When is a function Pure?
A function is pure when isolated from side effects and side causes:
- The only effect of it’s execution is the return value (side effect free).
- The return value is always the same given the same arguments (side cause free).
- A function with both has referential transparency(pure).
It is easiest to clarify these three with some examples.
There are many ways a function can become coupled to the outside world. Ways include accessing global variables such as the window object, logging and throwing errors. Finally any function that accepts a function as an argument (i.e. callback) will become polluted if that callback is impure.
A program cannot be useful without causing some side effect, it must at least display it’s result. The goal of a capability object is to separate the business logic and interaction with the outside world. This separation pushes impure code to the edges of our program leaving the logic pure. This purity makes validating code that performs important logic easier.
Capability Objects and effectively isolated functions.
A capability object is an object on which some of its methods may be impure or have side effects. An effectively isolated function is one that is pure when the capability object has only pure functionality.
The calling code then chooses to provide explicit access for a function to the outside world by controlling the capabilities that are passed in. If it helps this can be considered as dependency injection of all impure capabilities.
We make our examples effectively isolated by rewriting them to take appropriate capability objects.
Ok, but why?
To show off the advantages of pure and side effect free functionality we need a more sophisticated example. Let’s start with a naieve implementation of a dispatcher. Dispatchers are a key part of the flux architecture
This dispatcher dispatches an action to each callback in a collection. Meaningful errors should be the result of any callback that is not a function. A log is required for each action that is dispatched. Finally if there are no callbacks our log should be a warning as we never want a dispatched action to have no effect.
The naieve implementation is tightly coupled to the world outside its scope. It creates side effects when throwing errors and writing log messages.
To isolate the dispatcher we make the following changes.
In this version there is not a single side effect. A logger is passed as a dependency, so it is within scope when we call methods on it. Instead of throwing errors the dispatcher now reports errors via the logger.
Let us examine the advantages of these changes.
In larger systems it is helpful to add labels to logs. One such label might be the section of code that logged the message. This can be achieved by starting the dispatcher with a logger that always adds a label to its log messages.
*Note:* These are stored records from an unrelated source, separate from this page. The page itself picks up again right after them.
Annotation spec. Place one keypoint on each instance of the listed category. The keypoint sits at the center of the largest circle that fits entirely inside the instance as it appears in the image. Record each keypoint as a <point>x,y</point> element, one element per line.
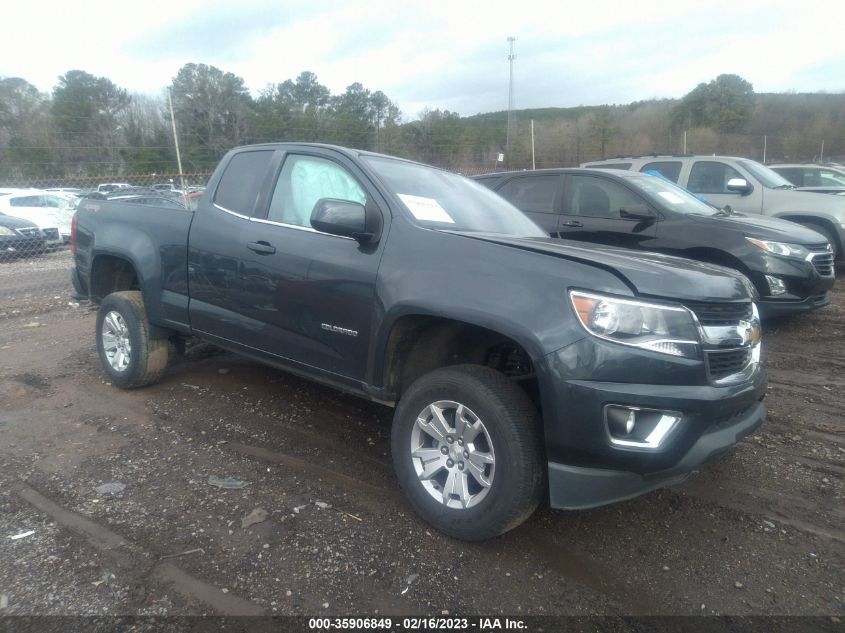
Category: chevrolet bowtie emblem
<point>749,332</point>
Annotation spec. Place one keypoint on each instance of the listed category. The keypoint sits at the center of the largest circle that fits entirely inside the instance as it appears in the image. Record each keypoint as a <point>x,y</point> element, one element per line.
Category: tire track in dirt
<point>127,554</point>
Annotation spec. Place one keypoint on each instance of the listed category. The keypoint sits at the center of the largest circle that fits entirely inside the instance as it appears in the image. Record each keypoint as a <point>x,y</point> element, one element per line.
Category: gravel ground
<point>758,533</point>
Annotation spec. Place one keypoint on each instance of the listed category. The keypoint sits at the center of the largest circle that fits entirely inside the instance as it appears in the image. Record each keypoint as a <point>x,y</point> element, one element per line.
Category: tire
<point>506,451</point>
<point>128,355</point>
In production we might only be interested in messages that are a warning or an error. To set this up only our logger needs to know about a log level and we can just dispense with logs that are not important.
We have described a dispatcher that logs at different priorities an action that has no callbacks to one that has at least a single callback. This is the kind of behaviour it would be nice to test. Stubbing would have been the only option open to us to test the original code.
Stubbing methods on the global console object would require a cleanup step which can be problematic if the test fails. The effectively isolated dispatcher can use a fake logger when we are testing the log messages. This logger will record each call to a method we are interested in.
The stack trace of an error is formed when the error is created and not when it is thrown. This means that if we pass the error to a logger which then throws it we still get the correct stacktrace.
In production it is not useful to throw errors. The customer is unlikely to be interested in a stacktrace. Additionally one bad callback is no reason to not call the other callbacks. The best case is that one bad callback is not important and its effect may not be visible to the user. If errors are occurring in production we want to be notified about them and let the user carry on.
Conversely in development errors should be thrown. As developers we want notification of broken code as soon as possible. The dispatcher does not need to be aware of a choice of error handling strategy. Instead it can simply be passed to an appropriate logger.
Is it worth it.
So far only advantages have been highlighted, but what are the costs.
Passing around capability objects requires a bit more setup. Failing to pass in a logger can result in code failing even if all the business functionality is present. An option to handle when a logger is not present is to fallback to using the global console. I do not do this as I think that a missing logger is something that I want to be a failure and in production missing logs is a problem to which I want to be alerted.
Leaving debug comments in your codebase makes it a bit larger. Not really a problem as the amount of code is so small. If it turns out to be a problem the way to remove the debug calls is with a build step.
If a function causes many different side effects then it will require several capability objects. This is a pain but ultimately a good thing. Any function that needs access to more than two external resources is probably doing too much.